Was nicht zu tun ist

  • Laufen Sie nicht auf den Hubschrauber zu.
  • Nähern Sie sich dem Flugzeug nur, wenn Sie dazu ausdrücklich aufgefordert werden.
  • Heben Sie keine Wanderstöcke, Skier oder lange Gegenstände an.
  • Die verletzte Person darf nicht ohne Anweisung bewegt werden.
  • Halten Sie Abstand zu losen Gegenständen, die wegfliegen können.
  • Gehen Sie nicht davon aus, dass der Hubschrauber neben Ihnen landen kann.

Der Hubschrauber kann landen, schweben, eine Seilwinde benutzen, Rettungstechniker in der Nähe absetzen oder einen anderen Landeplatz wählen. Die Besatzung trifft die endgültige Entscheidung. Ihre Aufgabe ist es, Gefahren zu minimieren, Anweisungen zu befolgen und Verwirrung zu vermeiden. Sollte der Hubschrauber kurzzeitig wegfliegen, geraten Sie nicht in Panik: Er könnte sich neu positionieren, auftanken, die Wetterlage prüfen oder einen sichereren Anflug vorbereiten.
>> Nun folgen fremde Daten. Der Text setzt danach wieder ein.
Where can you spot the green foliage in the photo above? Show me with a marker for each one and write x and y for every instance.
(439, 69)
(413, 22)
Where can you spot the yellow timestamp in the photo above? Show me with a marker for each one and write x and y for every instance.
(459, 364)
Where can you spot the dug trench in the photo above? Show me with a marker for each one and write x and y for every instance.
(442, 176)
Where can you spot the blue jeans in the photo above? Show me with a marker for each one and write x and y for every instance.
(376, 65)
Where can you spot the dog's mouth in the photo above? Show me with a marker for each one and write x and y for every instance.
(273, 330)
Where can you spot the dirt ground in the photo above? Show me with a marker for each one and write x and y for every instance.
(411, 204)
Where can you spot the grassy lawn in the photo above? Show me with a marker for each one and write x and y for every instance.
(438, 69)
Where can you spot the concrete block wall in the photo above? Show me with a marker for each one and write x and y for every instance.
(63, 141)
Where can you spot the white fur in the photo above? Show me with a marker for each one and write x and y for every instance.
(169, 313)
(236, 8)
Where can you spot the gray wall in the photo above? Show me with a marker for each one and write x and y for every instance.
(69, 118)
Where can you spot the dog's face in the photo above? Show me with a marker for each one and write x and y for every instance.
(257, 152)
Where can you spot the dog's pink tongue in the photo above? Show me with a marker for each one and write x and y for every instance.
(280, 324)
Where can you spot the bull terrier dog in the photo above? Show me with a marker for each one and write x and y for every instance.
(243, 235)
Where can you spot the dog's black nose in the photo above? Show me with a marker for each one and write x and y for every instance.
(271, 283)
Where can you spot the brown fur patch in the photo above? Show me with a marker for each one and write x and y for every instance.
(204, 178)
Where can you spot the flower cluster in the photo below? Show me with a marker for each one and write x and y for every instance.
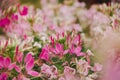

Kosten, Versicherung und unnötige Rettungseinsätze

Notrufe sind in der Regel kostenlos, die Kosten für Rettungseinsätze können jedoch je nach Land, Region, Aktivität, medizinischer Notwendigkeit, Versicherungsstatus und den Umständen des Vorfalls variieren. In manchen Gebieten wird die Bergrettung öffentlich finanziert. Andernorts tragen die gerettete Person, ihre Versicherung oder eine Kombination aus öffentlicher und privater Kostendeckung die Kosten. In einigen Alpenländern können Hubschrauberrettungen und nicht-medizinische Bergungen erhebliche Ausgaben verursachen.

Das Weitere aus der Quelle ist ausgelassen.